HARKER HEIGHTS — Pat Cones bought herself a six-week-long birthday present.
“I want to go into my 60th year headed in the right direction,” she said. “I’m dreading everything, but I’m determined to do the best that I can do.”
Cones was one of 76 competitors who registered for Heritage Park Fitness’ Biggest Loser Competition, which began with weigh-ins and “before” photos at 5 p.m. Monday. At its mid-November conclusion, the contest will award a NASCAR driving experience and a spa treatment to separate winners.
HP Fitness owner Michael Sheppard started the Biggest Loser contest in 2009, and his gym has hosted many since. Event organizer Kristen Dunlap said this year’s event drew 18 sponsors.
Shauna Anduze is one of four trainers schooling the contestants, to whom she will show her creative and “very aggressive” training style on Tuesday mornings.
“I want to be encouraging to them and I want them to be able to see that they can set goals and they can reach those goals,” Anduze said. “You don’t have to be at the gym 5 hours a day in order to do that. Most of us only have time for an hour or an hour and a half, and we’re usually running out the door.”

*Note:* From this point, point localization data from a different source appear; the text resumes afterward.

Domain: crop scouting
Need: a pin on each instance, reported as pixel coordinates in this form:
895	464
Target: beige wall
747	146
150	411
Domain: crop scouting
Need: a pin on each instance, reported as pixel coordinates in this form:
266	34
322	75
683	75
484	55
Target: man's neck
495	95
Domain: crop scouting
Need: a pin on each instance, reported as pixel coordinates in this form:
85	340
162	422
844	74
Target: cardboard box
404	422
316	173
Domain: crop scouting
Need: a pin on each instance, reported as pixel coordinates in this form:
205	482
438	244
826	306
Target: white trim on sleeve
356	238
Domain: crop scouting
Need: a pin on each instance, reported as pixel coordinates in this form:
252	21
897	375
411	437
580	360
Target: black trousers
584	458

First-day workouts included squat thrusts, planks and partner push-ups.
“Just enough to get their blood pumping a little bit, and to get them a little sweaty, but we’re not trying to kill them tonight,” Anduze said. “That’s not our goal.”

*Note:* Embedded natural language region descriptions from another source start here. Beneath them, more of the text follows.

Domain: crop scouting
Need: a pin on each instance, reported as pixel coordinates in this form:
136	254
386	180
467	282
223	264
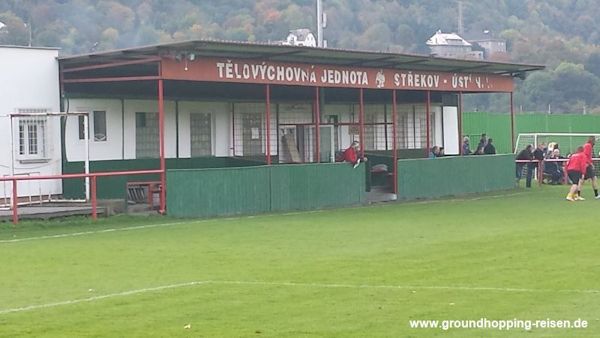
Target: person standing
489	148
351	154
525	155
481	146
590	170
576	167
465	150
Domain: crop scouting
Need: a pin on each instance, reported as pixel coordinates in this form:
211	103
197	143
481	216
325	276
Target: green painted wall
114	187
231	191
451	176
218	192
497	126
315	186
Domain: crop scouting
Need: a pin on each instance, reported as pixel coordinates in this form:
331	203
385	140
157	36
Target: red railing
93	178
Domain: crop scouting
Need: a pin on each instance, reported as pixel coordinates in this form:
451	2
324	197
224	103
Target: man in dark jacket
525	155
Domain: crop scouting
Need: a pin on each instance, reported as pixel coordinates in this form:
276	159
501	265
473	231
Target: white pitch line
91	299
84	233
76	234
294	284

Heights resident Ken Cavey, 50, hopes to drop from 236 to 224 pounds and lose 2 percent body fat, after losing 16 pounds in a prior Biggest Loser competition. He said he wasn’t expecting many curveballs from the competition, which provides a structure for weight loss.
“It’s just an intense effort, so you’ll give an intense run toward the goal,” he said. “I’ve been working out here for about three years. Sometimes, the weeks go into weeks and months and years and before you know it, you’re kind of meandering. So, it’s a real focus for you. You watch your eating a little bit tighter ... because they’re checking your calories, they’re checking your food program a little closer.”

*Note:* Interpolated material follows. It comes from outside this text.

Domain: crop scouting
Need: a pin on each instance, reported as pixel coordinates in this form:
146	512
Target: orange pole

Anduze encouraged contestants to embrace the challenge and see it through, considering that about 20 of 80 registrants prematurely exited the last contest.
Dunlap believes the event bridges the community.
“It’s a way for (the facility) to get the community together, especially around this time of the holidays, and kickstart fitness goals before they get into bad habits with eating all the amazing food that comes around,” Dunlap said.